This is a conceptually simple problem in 2D euclidean space.
Suppose you have a polyline in 2D euclidean space. How do you draw $n$ rectangles, of the form
$$ \lbrace (x, y) \in \mathbb{R} ^2: x_0 \leq x \leq x_1 \rbrace \cap \lbrace (x, y) \in \mathbb{R} ^2: y_0 \leq y \leq y_1 \rbrace $$
i.e. rectagles aligned with the axes, in such a way that the rectangles cover the polyline, but also minimise the total area?
Presumably you could take a higher and higher number of smaller and smaller rectangles covering the curve, each time getting a smaller total area - so there is no solution here.

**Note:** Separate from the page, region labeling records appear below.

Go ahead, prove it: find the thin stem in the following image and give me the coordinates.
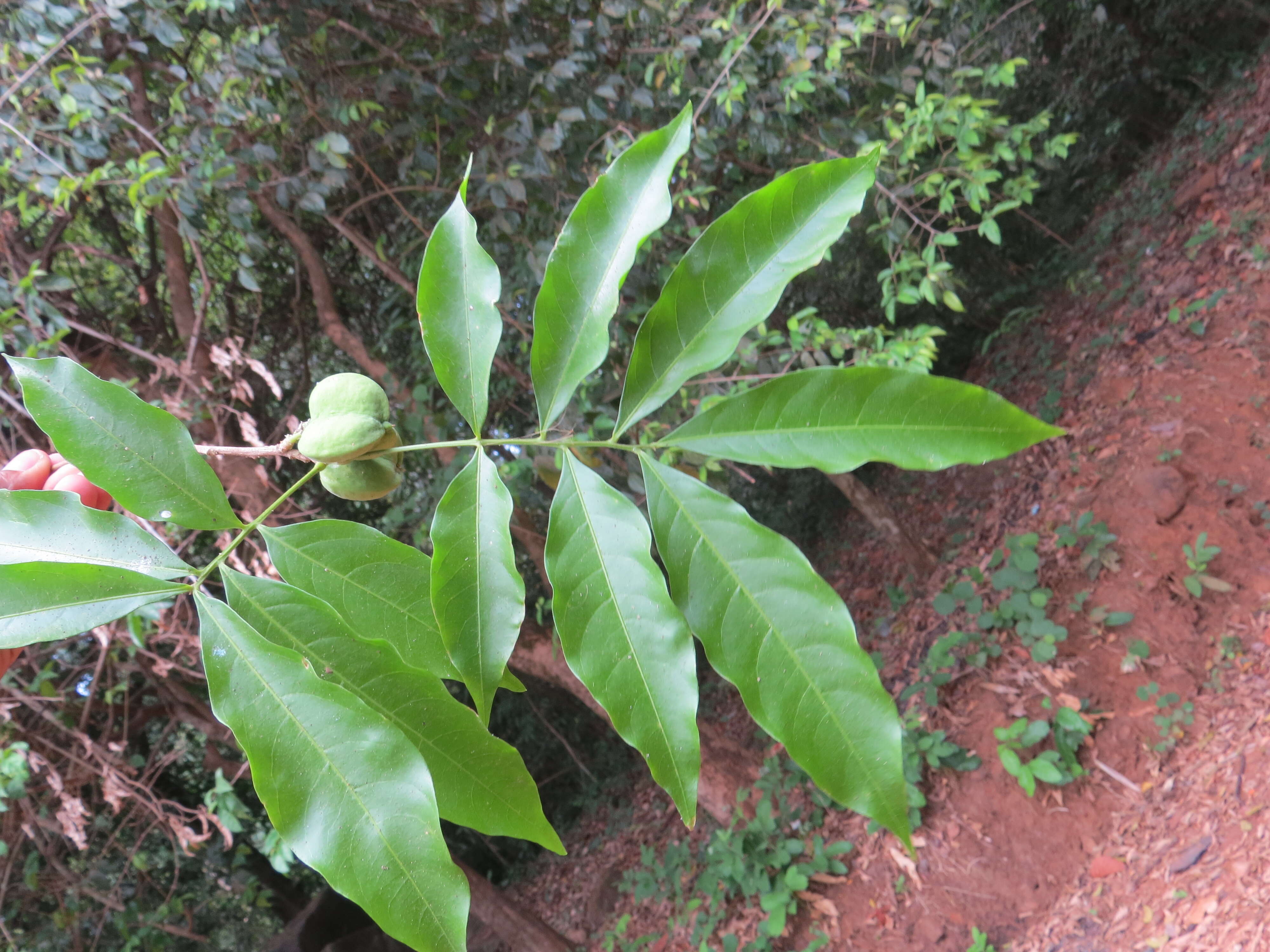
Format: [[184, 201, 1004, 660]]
[[194, 463, 326, 589], [392, 437, 636, 453], [199, 437, 655, 462]]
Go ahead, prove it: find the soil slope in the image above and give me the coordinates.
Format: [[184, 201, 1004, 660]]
[[500, 54, 1270, 952]]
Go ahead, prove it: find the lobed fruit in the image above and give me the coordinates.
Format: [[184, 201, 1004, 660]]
[[319, 453, 401, 501], [296, 373, 401, 463]]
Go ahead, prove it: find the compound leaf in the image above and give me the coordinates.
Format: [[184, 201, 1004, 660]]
[[0, 562, 189, 649], [663, 367, 1063, 472], [644, 457, 909, 842], [194, 593, 467, 952], [6, 357, 243, 529], [0, 489, 194, 579], [432, 449, 525, 724], [546, 453, 701, 826], [613, 152, 878, 437], [530, 104, 692, 429], [417, 161, 503, 435], [221, 569, 564, 853], [260, 519, 460, 680]]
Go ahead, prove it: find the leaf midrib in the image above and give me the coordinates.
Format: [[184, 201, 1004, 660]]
[[0, 542, 192, 579], [565, 454, 687, 800], [213, 619, 458, 949], [0, 579, 190, 622], [615, 170, 860, 437], [649, 467, 904, 828], [227, 586, 533, 825]]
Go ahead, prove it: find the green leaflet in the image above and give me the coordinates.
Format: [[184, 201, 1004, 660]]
[[260, 519, 460, 680], [0, 564, 189, 647], [221, 569, 564, 854], [5, 357, 243, 529], [546, 453, 701, 826], [260, 519, 525, 691], [194, 593, 467, 952], [663, 367, 1063, 472], [530, 103, 692, 430], [417, 160, 503, 437], [613, 152, 878, 437], [432, 449, 525, 724], [643, 457, 909, 843], [0, 489, 194, 579]]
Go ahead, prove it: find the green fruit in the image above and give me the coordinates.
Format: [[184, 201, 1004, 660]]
[[297, 373, 401, 463], [309, 373, 389, 423], [296, 414, 386, 463], [319, 453, 401, 500], [357, 424, 401, 459]]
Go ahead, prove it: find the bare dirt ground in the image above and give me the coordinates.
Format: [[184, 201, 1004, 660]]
[[500, 56, 1270, 952]]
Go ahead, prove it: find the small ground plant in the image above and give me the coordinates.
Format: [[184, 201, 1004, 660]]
[[612, 758, 852, 952], [1135, 682, 1195, 754], [1182, 532, 1232, 598], [993, 707, 1092, 796]]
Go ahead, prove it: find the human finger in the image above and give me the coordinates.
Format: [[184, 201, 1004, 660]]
[[0, 449, 52, 489]]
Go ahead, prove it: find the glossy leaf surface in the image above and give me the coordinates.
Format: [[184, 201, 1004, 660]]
[[615, 154, 878, 435], [8, 357, 243, 538], [530, 104, 692, 429], [644, 458, 909, 840], [0, 489, 194, 579], [194, 593, 467, 952], [221, 570, 564, 853], [417, 170, 503, 435], [0, 562, 189, 647], [546, 453, 701, 826], [432, 451, 525, 724], [664, 367, 1063, 472], [260, 519, 460, 680]]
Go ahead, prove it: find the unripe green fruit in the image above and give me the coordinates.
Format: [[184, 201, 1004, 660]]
[[296, 373, 401, 463], [357, 424, 401, 459], [319, 453, 401, 500], [309, 373, 389, 423], [296, 414, 387, 463]]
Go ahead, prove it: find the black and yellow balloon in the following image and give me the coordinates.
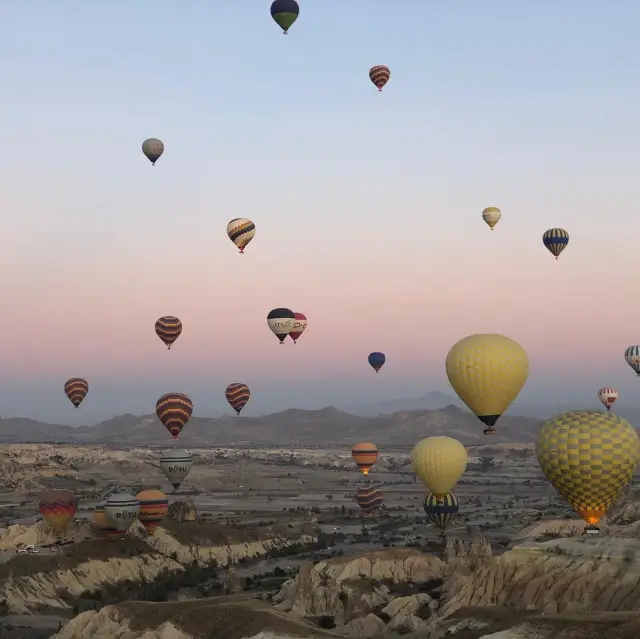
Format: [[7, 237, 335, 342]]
[[445, 333, 529, 435], [536, 410, 640, 526]]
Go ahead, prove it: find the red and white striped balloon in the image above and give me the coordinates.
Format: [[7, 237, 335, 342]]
[[598, 388, 618, 410]]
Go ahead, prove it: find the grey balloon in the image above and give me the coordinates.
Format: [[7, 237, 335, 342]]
[[160, 450, 193, 490], [104, 493, 140, 532], [142, 138, 164, 165]]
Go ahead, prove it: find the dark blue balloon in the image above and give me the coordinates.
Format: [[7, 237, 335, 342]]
[[368, 353, 387, 373]]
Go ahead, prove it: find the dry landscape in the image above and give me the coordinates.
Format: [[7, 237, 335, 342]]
[[0, 407, 640, 639]]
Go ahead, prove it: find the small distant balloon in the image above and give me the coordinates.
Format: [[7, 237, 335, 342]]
[[64, 377, 89, 408], [156, 315, 182, 349], [598, 387, 618, 410], [142, 138, 164, 166], [369, 64, 391, 91], [367, 352, 387, 373], [289, 313, 307, 344], [156, 393, 193, 439], [482, 206, 502, 231], [267, 308, 296, 344], [624, 344, 640, 377], [542, 229, 569, 259], [224, 382, 251, 415], [271, 0, 300, 35], [227, 217, 256, 253]]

But suppose there was a cost $\beta$ associated with adding a rectangle? Let me then state the problem more precisely:
Find natural number $n$ and rectangles $R_1, ... , R_n$ that cover the polyline, such that the cost function
$$ C= \alpha A + \beta n$$ is minimised, where A is the total area of the rectangles added up, and $\alpha$ and $\beta$ are fixed known positive (real) constants. $\alpha$ is a proportionality constant for the area, and $\beta$ is the "cost" of adding a rectangle.
This time increasing the number of rectangles $n$ indefinitely, makes the cost function indefinitely big. So it seems like there is a solution here.
For example, in the picture above, the three orange rectangles acheive a smaller cost that the single rectangle covering the whole line provided that the cost, $\beta$, of adding rectangles is not too high. The solution would be, for a given line, the number $n$ together with the $4 \times n$ real numbers required to define the $n$ rectangles.
Is there an analytical solution here? A numerical solution?
In practice I'm looking for an algorithm that can do "pretty well" at minimising the cost!
Context: the real problem I have is calling an API for road data within a certain bounding box on earth. The road data I get needs to cover the given polyline, but the easy call to make (the bounding box covering the whole line) is too expensive, and is simply too much data when the polyline is very long.